The new NUMA scheduler

[Posted January 22, 2003 by corbet]

The O(1) scheduler was integrated relatively early in the 2.5 development cycle with great results. So it could be a bit surprising to see a new set of scheduler changes going in at this late, feature-frozen date. The inclusion of a new NUMA scheduler in 2.5.59, however, is a relatively safe move which will help Linux perform well on high-end systems.

NUMA (non-uniform memory access) systems, of course, are distinguished by an architecture which makes some memory "closer" to certain processors than others. Each "node" in a NUMA system contains one or more processors, along with an array of local memory. Processors can access memory belonging to other nodes, but that access will be relatively slow. To get top (or even reasonable) performance on NUMA systems, the kernel must keep each process - and its memory - within a single node whenever possible.

The memory allocation side has been in place for some time; the Linux kernel memory allocator sets up one or more zones for each node, and allocates new pages from the current node's zones whenever possible. But the scheduler, as found in 2.5.58, will happily move processes between nodes in its efforts to keep all processors busy. There has been a NUMA scheduler patch floating around for a while, but it has not been merged, perhaps because it made too many changes to the scheduler for non-NUMA systems.

More recently, the NUMA scheduler patch has been reworked (by Martin Bligh, Erich Focht, Michael Hohnbaum, and others) around a simple observation: most of the NUMA problems can be solved by simply restricting the current scheduler's balancing code to processors within a single node.
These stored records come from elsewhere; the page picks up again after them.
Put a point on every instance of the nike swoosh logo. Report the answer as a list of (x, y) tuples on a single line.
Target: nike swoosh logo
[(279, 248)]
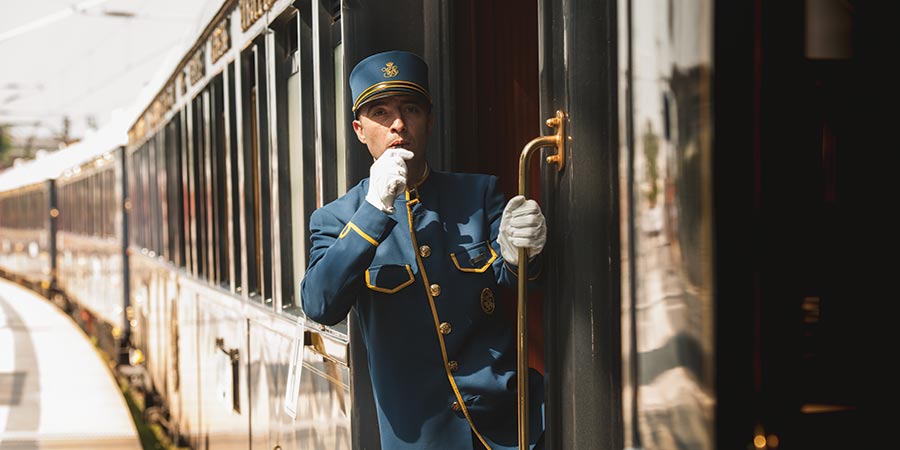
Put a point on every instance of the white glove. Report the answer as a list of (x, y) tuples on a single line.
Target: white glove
[(521, 226), (387, 178)]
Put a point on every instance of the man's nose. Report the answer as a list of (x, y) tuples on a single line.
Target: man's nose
[(399, 124)]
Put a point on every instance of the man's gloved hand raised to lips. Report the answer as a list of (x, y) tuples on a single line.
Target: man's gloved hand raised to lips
[(521, 226), (387, 178)]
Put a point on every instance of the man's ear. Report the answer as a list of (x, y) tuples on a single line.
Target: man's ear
[(357, 127)]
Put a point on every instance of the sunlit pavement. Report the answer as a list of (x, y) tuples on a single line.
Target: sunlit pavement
[(55, 390)]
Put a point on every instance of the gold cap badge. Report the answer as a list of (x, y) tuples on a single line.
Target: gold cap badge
[(390, 70)]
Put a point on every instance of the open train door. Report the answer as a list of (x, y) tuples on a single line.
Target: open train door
[(577, 70)]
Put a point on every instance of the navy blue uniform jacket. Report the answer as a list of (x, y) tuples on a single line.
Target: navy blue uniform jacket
[(423, 280)]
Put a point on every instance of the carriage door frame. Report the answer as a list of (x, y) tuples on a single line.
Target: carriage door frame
[(577, 67)]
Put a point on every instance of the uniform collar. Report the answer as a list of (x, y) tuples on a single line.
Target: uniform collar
[(412, 192)]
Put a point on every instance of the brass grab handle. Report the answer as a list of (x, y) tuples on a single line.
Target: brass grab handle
[(558, 141)]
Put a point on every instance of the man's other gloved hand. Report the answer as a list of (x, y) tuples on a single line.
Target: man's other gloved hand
[(387, 178), (521, 226)]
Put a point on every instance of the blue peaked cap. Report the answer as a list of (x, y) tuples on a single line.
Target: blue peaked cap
[(388, 73)]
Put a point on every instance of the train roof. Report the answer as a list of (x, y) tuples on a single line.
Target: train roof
[(51, 166)]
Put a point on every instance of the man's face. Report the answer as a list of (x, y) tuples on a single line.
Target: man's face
[(397, 121)]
If the rebalancer - which moves processes across CPUs in order to keep them all busy - only balances inside a node, the worst processor imbalances will be addressed without moving processes into a foreign-node slow zone.

A simple (three-line) patch which did nothing but add the within-node restriction yielded most of the benefits of the full NUMA scheduler; indeed, it performed better on some benchmarks. Real-world loads, however, will require a scheduler which can distribute processes evenly across nodes. Occasionally it is necessary, even, to move processes to a slower node; a lot of CPU time on a lightly-loaded node will give better performance than waiting in the run queue on a heavily-loaded node. So a bit of complexity had to be added back into the new scheduler to complete the job.

The 2.5.59 scheduler distributes processes across NUMA nodes in two places. The first is in the exec() system call. A process which calls exec() is very simple to move, since almost all of its context, including memory, is being thrown away. For many loads, proper balancing at exec() time is enough to get good performance.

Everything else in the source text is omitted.